La sfida educativa: "L’aggressione ai giardini è lo specchio di un disagio"

La psicologa: "La responsabilità non è solo delle dinamiche di gruppo. Gli adolescenti si atteggiano da adulti, ma hanno bisogno di essere indirizzati". .

La sfida educativa: "L’aggressione ai giardini è lo specchio di un disagio"

La sfida educativa: "L’aggressione ai giardini è lo specchio di un disagio"

Giovani e disagio sociale, la sfida è educativa. L’aggressione ai danni di alcuni ragazzi ai giardini di Montelupo, da parte di una ventina di coetanei invita a riflettere sulle strategie di prevenzione. Ne parliamo con Margherita Carmignani, giovane psicologa empolese.

Episodi come questo sono sempre più frequenti anche nelle piccole comunità. Cosa li genera?

"Bullismo e violenza esistono da sempre ma oggi si individuano meglio. L’accesso costante ad internet e la possibilità di condividere la propria vita, osservando quella altrui, favorisce la diffusione di modelli sbagliati per i giovani".

Sono sintomi di un disagio individuale?

"Sintomi di un’incapacità di regolare adeguatamente i propri vissuti emotivi, la rabbia, la tristezza e la frustrazione. A volte derivano dall’esigenza di un membro del gruppo e gli altri lo seguono come fedeli gregari. La volontà di identificarsi con un gruppo per formare la propria identità è esigenza piuttosto pregnante nell’adolescenza".

I campanelli di allarme?

"Un cambiamento nei modi di fare, nel giro di amicizie, un peggioramento a livello scolastico. I genitori hanno paura, spesso, a parlare con gli adolescenti ma sono proprio loro che avrebbero bisogno di essere ripresi e corretti, anche se si mostrano contrariati. Si atteggiano da adulti ma hanno bisogno di essere indirizzati".

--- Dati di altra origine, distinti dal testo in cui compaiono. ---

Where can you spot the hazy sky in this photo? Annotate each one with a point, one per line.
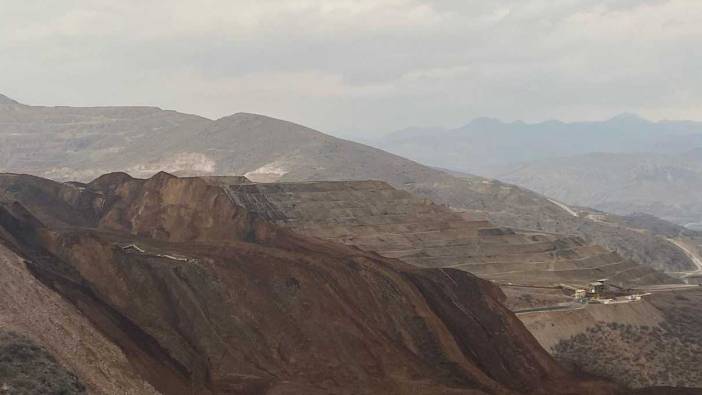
(360, 66)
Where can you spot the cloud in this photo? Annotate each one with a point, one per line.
(360, 66)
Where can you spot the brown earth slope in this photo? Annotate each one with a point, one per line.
(69, 143)
(376, 217)
(203, 296)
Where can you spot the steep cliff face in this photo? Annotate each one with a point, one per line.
(203, 296)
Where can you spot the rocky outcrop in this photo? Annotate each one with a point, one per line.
(203, 296)
(82, 143)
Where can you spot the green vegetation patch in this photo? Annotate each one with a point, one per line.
(27, 368)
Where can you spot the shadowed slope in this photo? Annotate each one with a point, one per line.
(199, 291)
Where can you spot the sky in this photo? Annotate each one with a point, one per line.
(360, 68)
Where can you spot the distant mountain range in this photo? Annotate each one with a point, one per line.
(67, 143)
(623, 165)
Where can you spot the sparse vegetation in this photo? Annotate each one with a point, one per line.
(28, 369)
(669, 354)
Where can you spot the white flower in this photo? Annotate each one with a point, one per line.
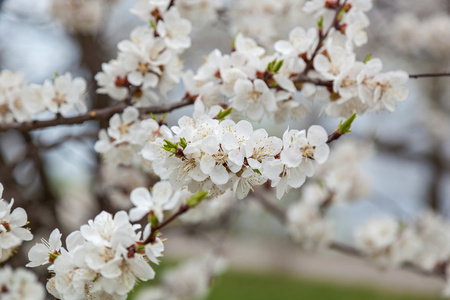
(41, 254)
(113, 80)
(163, 197)
(377, 235)
(300, 42)
(308, 227)
(20, 284)
(11, 232)
(65, 94)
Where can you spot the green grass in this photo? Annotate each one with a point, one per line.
(248, 286)
(235, 285)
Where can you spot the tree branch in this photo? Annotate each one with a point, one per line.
(98, 114)
(280, 215)
(428, 75)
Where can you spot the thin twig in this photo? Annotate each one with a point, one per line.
(428, 75)
(98, 114)
(280, 215)
(309, 62)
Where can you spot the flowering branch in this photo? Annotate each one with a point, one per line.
(428, 75)
(322, 37)
(281, 216)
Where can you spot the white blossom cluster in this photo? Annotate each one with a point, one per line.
(387, 242)
(81, 16)
(342, 177)
(199, 11)
(163, 197)
(216, 155)
(21, 102)
(118, 182)
(121, 142)
(417, 37)
(12, 233)
(189, 281)
(308, 226)
(258, 84)
(339, 180)
(20, 284)
(150, 59)
(423, 243)
(103, 260)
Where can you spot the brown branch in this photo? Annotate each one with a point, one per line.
(280, 215)
(428, 75)
(184, 208)
(98, 114)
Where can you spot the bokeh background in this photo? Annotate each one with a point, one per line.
(408, 166)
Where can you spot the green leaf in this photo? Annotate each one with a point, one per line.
(152, 219)
(223, 113)
(344, 128)
(196, 198)
(277, 67)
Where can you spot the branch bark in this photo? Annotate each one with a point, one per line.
(97, 114)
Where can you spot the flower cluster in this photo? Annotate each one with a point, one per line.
(387, 242)
(199, 11)
(101, 261)
(422, 243)
(20, 284)
(125, 137)
(308, 226)
(279, 17)
(162, 198)
(339, 180)
(320, 65)
(212, 154)
(12, 233)
(150, 59)
(21, 102)
(191, 280)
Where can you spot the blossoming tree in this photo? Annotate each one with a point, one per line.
(195, 169)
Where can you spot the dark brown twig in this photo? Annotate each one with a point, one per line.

Cosa porta il branco a sfogarsi?

"Mette in atto comportamenti che i singoli non adotterebbero mai. Ma non possiamo attribuire responsabilità solo alle dinamiche di gruppo. La predisposizione individuale, l’educazione, la necessità di essere accettato giocano una parte enorme".

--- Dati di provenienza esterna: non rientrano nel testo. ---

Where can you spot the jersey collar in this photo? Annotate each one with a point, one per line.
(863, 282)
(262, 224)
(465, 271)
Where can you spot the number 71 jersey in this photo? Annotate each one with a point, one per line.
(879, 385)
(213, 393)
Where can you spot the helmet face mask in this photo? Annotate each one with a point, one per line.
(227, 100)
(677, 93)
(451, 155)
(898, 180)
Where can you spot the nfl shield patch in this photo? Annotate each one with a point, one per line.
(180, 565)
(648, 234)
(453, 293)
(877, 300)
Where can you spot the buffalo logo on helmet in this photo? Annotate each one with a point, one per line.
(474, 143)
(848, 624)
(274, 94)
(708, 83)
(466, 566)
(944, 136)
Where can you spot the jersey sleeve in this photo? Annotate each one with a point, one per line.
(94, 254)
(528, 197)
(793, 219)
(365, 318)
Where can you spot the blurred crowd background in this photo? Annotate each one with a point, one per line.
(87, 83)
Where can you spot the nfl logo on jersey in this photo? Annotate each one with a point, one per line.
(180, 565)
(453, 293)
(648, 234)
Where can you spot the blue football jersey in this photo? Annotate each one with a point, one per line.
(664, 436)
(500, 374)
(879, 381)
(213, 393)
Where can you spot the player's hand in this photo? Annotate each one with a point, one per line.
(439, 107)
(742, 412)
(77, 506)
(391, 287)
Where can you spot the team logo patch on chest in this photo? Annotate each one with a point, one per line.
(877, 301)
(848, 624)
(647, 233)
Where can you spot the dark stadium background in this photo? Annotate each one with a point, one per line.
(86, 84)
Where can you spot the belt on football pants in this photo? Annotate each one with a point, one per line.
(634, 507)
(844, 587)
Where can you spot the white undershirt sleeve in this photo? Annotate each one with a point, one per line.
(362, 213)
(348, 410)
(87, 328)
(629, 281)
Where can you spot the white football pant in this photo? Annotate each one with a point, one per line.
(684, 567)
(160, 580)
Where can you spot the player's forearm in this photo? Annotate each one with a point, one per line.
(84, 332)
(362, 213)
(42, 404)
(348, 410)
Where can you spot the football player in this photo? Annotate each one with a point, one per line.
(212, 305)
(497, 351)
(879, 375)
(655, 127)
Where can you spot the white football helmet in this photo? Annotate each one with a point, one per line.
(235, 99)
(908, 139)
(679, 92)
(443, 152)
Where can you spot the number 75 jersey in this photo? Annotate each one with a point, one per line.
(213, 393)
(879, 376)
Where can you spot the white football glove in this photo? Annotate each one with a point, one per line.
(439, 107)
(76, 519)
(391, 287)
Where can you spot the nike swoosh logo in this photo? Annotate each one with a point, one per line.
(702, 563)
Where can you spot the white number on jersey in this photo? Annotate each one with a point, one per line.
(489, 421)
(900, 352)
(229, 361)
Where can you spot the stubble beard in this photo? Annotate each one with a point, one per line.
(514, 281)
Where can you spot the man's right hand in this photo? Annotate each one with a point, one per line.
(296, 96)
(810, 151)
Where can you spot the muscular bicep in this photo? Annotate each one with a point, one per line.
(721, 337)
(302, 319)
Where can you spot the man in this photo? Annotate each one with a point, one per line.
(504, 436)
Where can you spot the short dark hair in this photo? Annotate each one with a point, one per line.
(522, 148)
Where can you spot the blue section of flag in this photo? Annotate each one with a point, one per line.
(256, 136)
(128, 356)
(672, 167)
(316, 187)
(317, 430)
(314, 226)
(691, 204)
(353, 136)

Un consiglio alle famiglie?

"Attenzione all’uso del telefono e dei social. Parlare di emozioni, fin da bambini. Nel caso dei genitori delle vittime, supportare i figli nelle azioni da intraprendere, chiedere loro se sentono la necessità di parlare di quanto successo con dei professionisti. E inviterei i genitori di chi ha commesso il fatto, a non coprirli e far sì che si assumano la responsabilità del gesto compiuto: solo così si diventa adulti".

Che ruolo ha la famiglia?

"E’ il primo gruppo nel quale siamo inseriti. Il problema non sono genitori troppi permissivi, ma genitori che hanno uno stile educativo incoerente e che non trasmettono ai figli la capacità di capire che le emozioni negative fanno parte dell’esperienza umana e come tali vanno elaborate. La colpevolizzazione non serve. Serve rendersi conto che può essere utile un aiuto o una guida. Se qualcosa va storto, non significa che babbo e mamma abbiano sbagliato tutto".